Covid Regulations, China's Crackdown On Alibaba And Others Are Taking Toll On Its Tech Workers - Read How

  • Chinese tech workers are facing a tough time landing a job that is coming after a significant pay cut, the Financial Times reports.
  • The domestic regulatory crackdown on the Big Techs ranging from Alibaba Group Holding Limited (NYSE:BABA), Tencent Holding Ltd (OTC:TCEHY), and stringent Covid lockdown played a double whammy on the country's economic growth.
  • The tech candidates are landing jobs after a 30% - 50% pay cut and a demotion, making it the most challenging job market ever.
  • Many could not get to their next job due to quarantine measures to contain Covid.
  • Over the past year, China's once overworked but well-paid tech workers saw a decline in office perks, job cuts, headcount freezes, and stalling or falling pay.
  • Trouble at smaller, unprofitable companies gradually expanded to highly profitable groups, including Alibaba and Tencent. 
  • The companies repeatedly emphasized cost control.
  • China's unemployment rate for young workers aged 18 to 24 rose to 18.4% in May, FT wrote. More than 10 million graduating university students will soon join the club. 
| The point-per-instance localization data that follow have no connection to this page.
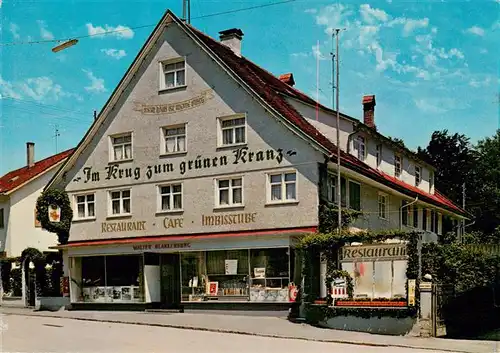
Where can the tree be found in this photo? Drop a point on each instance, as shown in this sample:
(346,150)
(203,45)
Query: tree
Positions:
(454,158)
(487,205)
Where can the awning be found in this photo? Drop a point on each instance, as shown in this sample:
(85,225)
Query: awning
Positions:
(173,238)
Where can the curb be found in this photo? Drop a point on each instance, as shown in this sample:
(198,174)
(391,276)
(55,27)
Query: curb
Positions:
(215,330)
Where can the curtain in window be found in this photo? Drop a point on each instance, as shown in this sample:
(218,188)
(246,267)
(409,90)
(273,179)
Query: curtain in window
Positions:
(355,196)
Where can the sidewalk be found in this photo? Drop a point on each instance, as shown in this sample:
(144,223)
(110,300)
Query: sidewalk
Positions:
(262,326)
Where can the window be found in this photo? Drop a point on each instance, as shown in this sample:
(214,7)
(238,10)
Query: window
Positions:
(85,206)
(354,196)
(418,175)
(121,147)
(174,139)
(232,131)
(283,187)
(397,165)
(174,74)
(230,192)
(360,147)
(382,206)
(404,212)
(170,197)
(379,154)
(347,188)
(120,202)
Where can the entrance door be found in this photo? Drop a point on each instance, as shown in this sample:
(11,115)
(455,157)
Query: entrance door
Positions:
(170,281)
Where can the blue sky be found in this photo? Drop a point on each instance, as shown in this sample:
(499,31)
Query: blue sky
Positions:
(431,64)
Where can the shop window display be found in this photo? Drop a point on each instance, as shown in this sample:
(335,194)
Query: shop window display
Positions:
(236,275)
(112,279)
(270,275)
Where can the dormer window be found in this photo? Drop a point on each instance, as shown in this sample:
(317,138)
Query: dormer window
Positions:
(418,175)
(397,165)
(379,154)
(360,147)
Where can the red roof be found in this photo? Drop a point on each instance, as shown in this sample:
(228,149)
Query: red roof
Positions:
(271,88)
(22,175)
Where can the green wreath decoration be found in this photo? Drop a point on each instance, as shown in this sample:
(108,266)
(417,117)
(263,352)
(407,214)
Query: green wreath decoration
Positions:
(48,199)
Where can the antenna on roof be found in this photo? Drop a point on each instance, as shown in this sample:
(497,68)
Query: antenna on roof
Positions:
(186,11)
(56,134)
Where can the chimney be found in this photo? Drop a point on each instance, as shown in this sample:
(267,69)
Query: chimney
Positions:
(288,79)
(30,154)
(232,38)
(369,111)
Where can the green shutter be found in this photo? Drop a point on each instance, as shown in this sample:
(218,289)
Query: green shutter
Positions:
(355,196)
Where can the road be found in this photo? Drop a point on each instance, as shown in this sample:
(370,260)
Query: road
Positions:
(38,334)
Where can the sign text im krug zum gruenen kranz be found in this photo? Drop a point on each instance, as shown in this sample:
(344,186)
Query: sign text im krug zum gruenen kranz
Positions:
(241,155)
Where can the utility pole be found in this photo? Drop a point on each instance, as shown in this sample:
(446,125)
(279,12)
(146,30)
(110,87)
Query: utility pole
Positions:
(186,10)
(56,135)
(336,88)
(463,207)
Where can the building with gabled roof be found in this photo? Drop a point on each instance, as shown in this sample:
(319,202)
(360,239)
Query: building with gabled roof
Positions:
(202,169)
(19,191)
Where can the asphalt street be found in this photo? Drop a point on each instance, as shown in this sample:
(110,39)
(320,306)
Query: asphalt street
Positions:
(39,334)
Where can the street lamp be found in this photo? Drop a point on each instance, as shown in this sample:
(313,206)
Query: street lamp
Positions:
(64,45)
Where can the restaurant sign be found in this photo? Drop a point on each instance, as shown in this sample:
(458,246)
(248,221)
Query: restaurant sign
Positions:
(243,155)
(373,252)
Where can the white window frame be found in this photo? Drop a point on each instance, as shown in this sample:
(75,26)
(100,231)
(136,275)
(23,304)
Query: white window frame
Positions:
(110,203)
(162,73)
(112,147)
(163,138)
(378,156)
(360,146)
(172,194)
(386,204)
(86,203)
(230,188)
(418,175)
(396,157)
(332,176)
(283,199)
(220,130)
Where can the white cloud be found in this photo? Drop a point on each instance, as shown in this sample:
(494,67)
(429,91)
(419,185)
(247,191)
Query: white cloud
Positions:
(371,15)
(37,88)
(96,84)
(120,32)
(427,106)
(411,25)
(114,53)
(44,32)
(300,55)
(478,31)
(14,29)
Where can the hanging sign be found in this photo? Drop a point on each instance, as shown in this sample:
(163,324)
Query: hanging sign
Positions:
(54,213)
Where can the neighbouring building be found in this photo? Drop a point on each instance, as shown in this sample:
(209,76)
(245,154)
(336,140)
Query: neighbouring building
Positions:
(19,191)
(202,169)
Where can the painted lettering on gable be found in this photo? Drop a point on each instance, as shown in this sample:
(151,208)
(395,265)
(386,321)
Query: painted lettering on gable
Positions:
(241,155)
(169,108)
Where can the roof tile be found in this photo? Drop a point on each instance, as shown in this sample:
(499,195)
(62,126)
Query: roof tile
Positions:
(22,175)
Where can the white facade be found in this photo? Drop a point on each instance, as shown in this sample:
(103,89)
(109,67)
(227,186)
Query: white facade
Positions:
(20,229)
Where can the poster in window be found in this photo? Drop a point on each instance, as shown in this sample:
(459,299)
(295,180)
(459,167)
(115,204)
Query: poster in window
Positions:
(382,279)
(213,288)
(231,267)
(363,279)
(37,222)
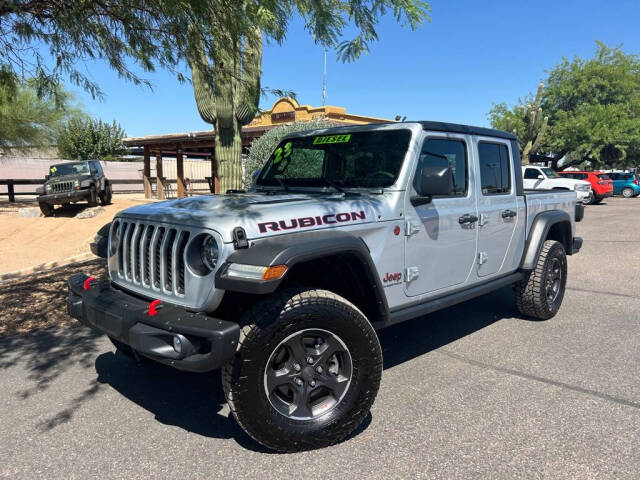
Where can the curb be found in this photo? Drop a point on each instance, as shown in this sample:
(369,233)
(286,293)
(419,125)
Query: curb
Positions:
(45,267)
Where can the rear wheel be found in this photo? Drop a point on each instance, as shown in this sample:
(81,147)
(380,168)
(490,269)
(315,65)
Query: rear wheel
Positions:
(627,192)
(46,209)
(306,371)
(539,295)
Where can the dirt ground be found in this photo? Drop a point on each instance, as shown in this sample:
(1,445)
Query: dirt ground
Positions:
(38,301)
(29,242)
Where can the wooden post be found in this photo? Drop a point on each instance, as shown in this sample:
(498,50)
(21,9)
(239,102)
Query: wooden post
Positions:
(180,171)
(146,172)
(159,175)
(12,193)
(214,172)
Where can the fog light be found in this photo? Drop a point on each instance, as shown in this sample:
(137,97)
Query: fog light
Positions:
(177,344)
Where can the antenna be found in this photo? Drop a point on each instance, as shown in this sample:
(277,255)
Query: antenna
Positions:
(324,79)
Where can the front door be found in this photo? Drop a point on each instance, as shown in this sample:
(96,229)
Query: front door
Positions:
(441,235)
(497,207)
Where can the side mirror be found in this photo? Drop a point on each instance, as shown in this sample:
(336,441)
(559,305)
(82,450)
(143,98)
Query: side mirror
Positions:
(433,180)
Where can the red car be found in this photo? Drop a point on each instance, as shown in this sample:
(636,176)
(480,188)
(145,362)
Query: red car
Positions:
(601,184)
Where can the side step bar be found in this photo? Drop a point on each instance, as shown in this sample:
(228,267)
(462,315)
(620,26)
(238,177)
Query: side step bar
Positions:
(449,299)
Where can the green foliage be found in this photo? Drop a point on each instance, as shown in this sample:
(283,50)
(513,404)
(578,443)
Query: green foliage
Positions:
(262,148)
(525,121)
(225,55)
(593,107)
(123,33)
(90,139)
(29,120)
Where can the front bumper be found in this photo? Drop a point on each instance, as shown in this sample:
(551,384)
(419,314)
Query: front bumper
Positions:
(63,197)
(207,343)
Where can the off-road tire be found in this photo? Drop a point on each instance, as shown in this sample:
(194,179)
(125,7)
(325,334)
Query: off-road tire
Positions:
(105,197)
(264,327)
(531,292)
(627,192)
(93,196)
(46,209)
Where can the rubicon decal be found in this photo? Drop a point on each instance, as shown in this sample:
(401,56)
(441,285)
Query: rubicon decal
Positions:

  • China's five largest publicly listed edtech groups slashed payrolls by 175,000 by the end of February.
  • Lossmaking companies, amid tighter scrutiny from regulators, including iQIYI, Inc (NASDAQ:IQ), Kuaishou Technology (OTC:KUASF), and DiDi Global Inc (OTC:DIDIY), resorted to downsizing employees.
  • Price Action: BABA shares traded lower by 5.38% at $102.32 on the last check Thursday.